New Delhi, June 19 (IANS) The Supreme Court on Friday agreed to examine a public interest litigation (PIL) seeking a court-monitored investigation by the Enforcement Directorate (ED), the Serious Fraud Investigation Office (SFIO) and the Reserve Bank of India (RBI) into an alleged banking fraud involving over Rs 1,500 crore of public sector bank funds and the role of asset reconstruction companies (ARCs) in facilitating debt settlements at a fraction of the outstanding dues.
A Bench of Chief Justice of India (CJI) Surya Kant and Justice N. Kotiswar Singh issued notice on the plea and made it returnable in four weeks.
The PIL, filed through advocate-on-record Ashwani Kumar Dubey, alleged that loans and accrued dues amounting to Rs 1,537.59 crore owed by JKM Infra Projects Ltd were ultimately settled through two ARCs — Prudent ARC Ltd. and Phoenix ARC Pvt. Ltd. — for just Rs 73.50 crore, resulting in a loss of more than 95 per cent of public funds.
According to the petition, JKM Infra Projects, a Noida-based infrastructure company controlled by the Jalan family, obtained loans aggregating around Rs 912 crore from a consortium of public sector banks led by the State Bank of India (SBI) between 2012 and 2015.
The plea contended that the loans were sanctioned against collateral valued at only Rs 60-72 crore and that the company began defaulting within a short period of receiving the funds.
Relying on a forensic audit conducted by Ernst & Young (EY) and submitted on May 23, 2018, the petition alleged that more than Rs 902 crore was diverted through shell companies, struck-off entities, non-existent vendors and other red-flagged entities using forged documents, fake invoices, and undisclosed bank accounts.
“The forensic audit itself recorded that the findings satisfied every criterion for classifying the account as a fraud under RBI Master Directions. Despite this, the account was never declared fraudulent and no meaningful action was taken to recover the diverted public funds,” the plea stated.
The PIL alleged that despite the findings of the forensic audit, the consortium banks did not initiate criminal proceedings, refer the matter to enforcement agencies or classify the account as a fraud account under applicable RBI norms.
It further claimed that SBI subsequently assigned the debt to Prudent ARC in 2020 at a substantial discount and that the debt was later transferred to Phoenix ARC in 2025.
According to the plea, Phoenix ARC entered into a settlement on October 31, 2025, accepting Rs 73.50 crore against an outstanding debt of over Rs 1,537 crore. The petitioner alleged that throughout the process, no assets were attached, no bank accounts were frozen, and no coordinated investigation was undertaken by the competent authorities.

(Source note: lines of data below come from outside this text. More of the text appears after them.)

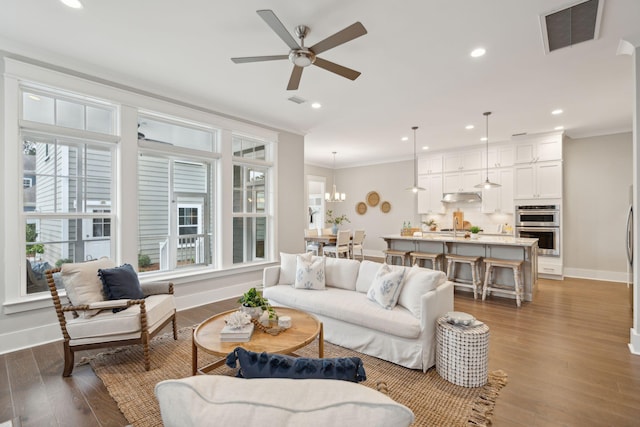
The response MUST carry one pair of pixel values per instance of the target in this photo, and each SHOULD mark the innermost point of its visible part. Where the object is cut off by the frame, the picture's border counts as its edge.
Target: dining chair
(341, 246)
(356, 244)
(312, 246)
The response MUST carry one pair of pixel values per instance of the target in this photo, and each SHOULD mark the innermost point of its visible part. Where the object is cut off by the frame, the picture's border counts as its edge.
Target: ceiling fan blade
(294, 80)
(272, 20)
(338, 69)
(258, 58)
(351, 32)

The plea referred to two FIRs registered in connection with the matter — FIR No. 53/2021 by the Economic Offences Wing (EOW), Delhi, and FIR No. 43/2026 at Phase-1 Police Station in Gautam Budh Nagar, Uttar Pradesh. It stated that a closure report filed in the EOW case was rejected by a competent court in January 2026, which directed further investigation into the findings of the forensic audit.
The petition further claimed that representations highlighting the alleged fraud were submitted to the ED, the RBI, the Income Tax authorities, and the Union Ministry of Corporate Affairs, but no effective action has been taken till date.

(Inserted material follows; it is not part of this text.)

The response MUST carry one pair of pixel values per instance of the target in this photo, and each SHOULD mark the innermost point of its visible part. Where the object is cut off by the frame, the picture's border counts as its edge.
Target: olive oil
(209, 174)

Referring to a CBDT press release issued in December 2021, the plea argued that the JKM case reflects a broader pattern in which ARCs allegedly acquire non-performing assets using funds linked to borrower groups and later settle debts at steep discounts, causing substantial losses to lender banks.

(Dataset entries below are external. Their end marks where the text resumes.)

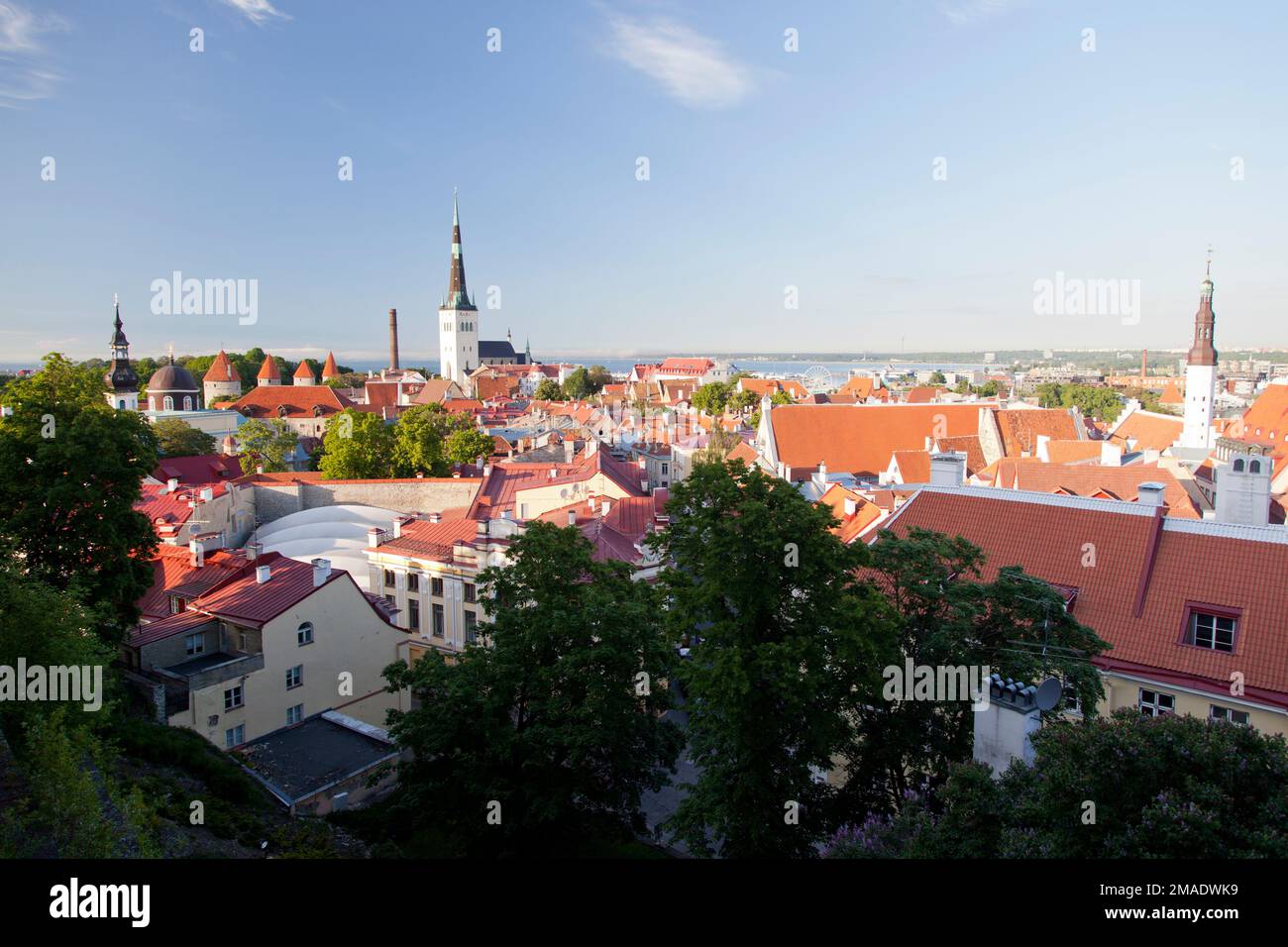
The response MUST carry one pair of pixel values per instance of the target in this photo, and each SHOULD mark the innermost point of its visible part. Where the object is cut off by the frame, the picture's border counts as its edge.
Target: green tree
(555, 720)
(357, 446)
(1162, 788)
(597, 376)
(578, 385)
(712, 398)
(420, 438)
(71, 470)
(791, 643)
(549, 389)
(180, 440)
(270, 441)
(467, 445)
(945, 616)
(776, 398)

The PIL has sought directions for a comprehensive investigation by the ED under the Prevention of Money Laundering Act (PMLA), an SFIO probe into the affairs of the company and associated entities, and RBI action to examine the role of banks and ARCs in the transactions. It has also sought measures to prevent defaulting promoters from regaining control of stressed assets through backdoor settlements and to ensure accountability for alleged diversion of public funds.